Some topics on statistical analysis of genetic imprinting data and microbiome compositional data

Abstract

Genetic association study is a useful tool to identify the genetic component that is responsible for a disease. The phenomenon that a certain gene expresses in a parent-of-origin manner is referred to as genomic imprinting. When a gene is imprinted, the performance of the disease-association study will be affected. This thesis presents statistical testing methods developed specially for nuclear family data centering around the genetic association studies incorporating imprinting effects. For qualitative diseases with binary outcomes, a class of TDTI* type tests was proposed in a general two-stage framework, where the imprinting effects were examined prior to association testing. On quantitative trait loci, a class of Q-TDTI(c) type tests and another class of Q-MAX(c) type tests were proposed. The proposed testing methods flexibly accommodate families with missing parental genotype and with multiple siblings. The performance of all the methods was verified by simulation studies. It was found that the proposed methods improve the testing power for detecting association in the presence of imprinting. The class of TDTI* tests was applied to a rheumatoid arthritis study data. Also, the class of Q-TDTI(c) tests was applied to analyze the Framingham Heart Study data.

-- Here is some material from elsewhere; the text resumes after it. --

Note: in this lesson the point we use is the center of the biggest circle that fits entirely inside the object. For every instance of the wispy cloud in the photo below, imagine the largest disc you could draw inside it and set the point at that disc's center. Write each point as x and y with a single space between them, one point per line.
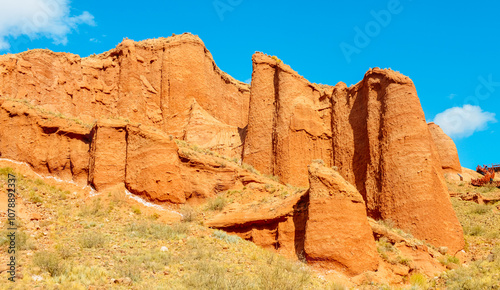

The human microbiome is the collection of the microbiota, together with their genomes and their habitats throughout the human body. The human microbiome comprises an inalienable part of our genetic landscape and contributes to our metabolic features. Also, current studies have suggested the variety of human microbiome in human diseases. With the high-throughput DNA sequencing, the human microbiome composition can be characterized based on bacterial taxa relative abundance and the phylogenetic constraint. Such taxa data are often high-dimensional overdispersed and contain excessive number of zeros. Taking into account of these characteristics in taxa data, this thesis presents statistical methods to identify associations between covariate/outcome and the human microbiome composition. To assess environmental/biological covariate effect to microbiome composition, an additive logistic normal multinomial regression model was proposed and a group l1 penalized likelihood estimation method was further developed to facilitate selection of covariates and estimation of parameters. To identify microbiome components associated with biological/clinical outcomes, a Bayesian hierarchical regression model with spike and slab prior for variable selection was proposed and a Markov chain Monte Carlo algorithm that combines stochastic variable selection procedure and random walk metropolis-hasting steps was developed for model estimation. Both of the methods were illustrated using simulations as well as a real human gut microbiome dataset from The Penn Gut Microbiome Project.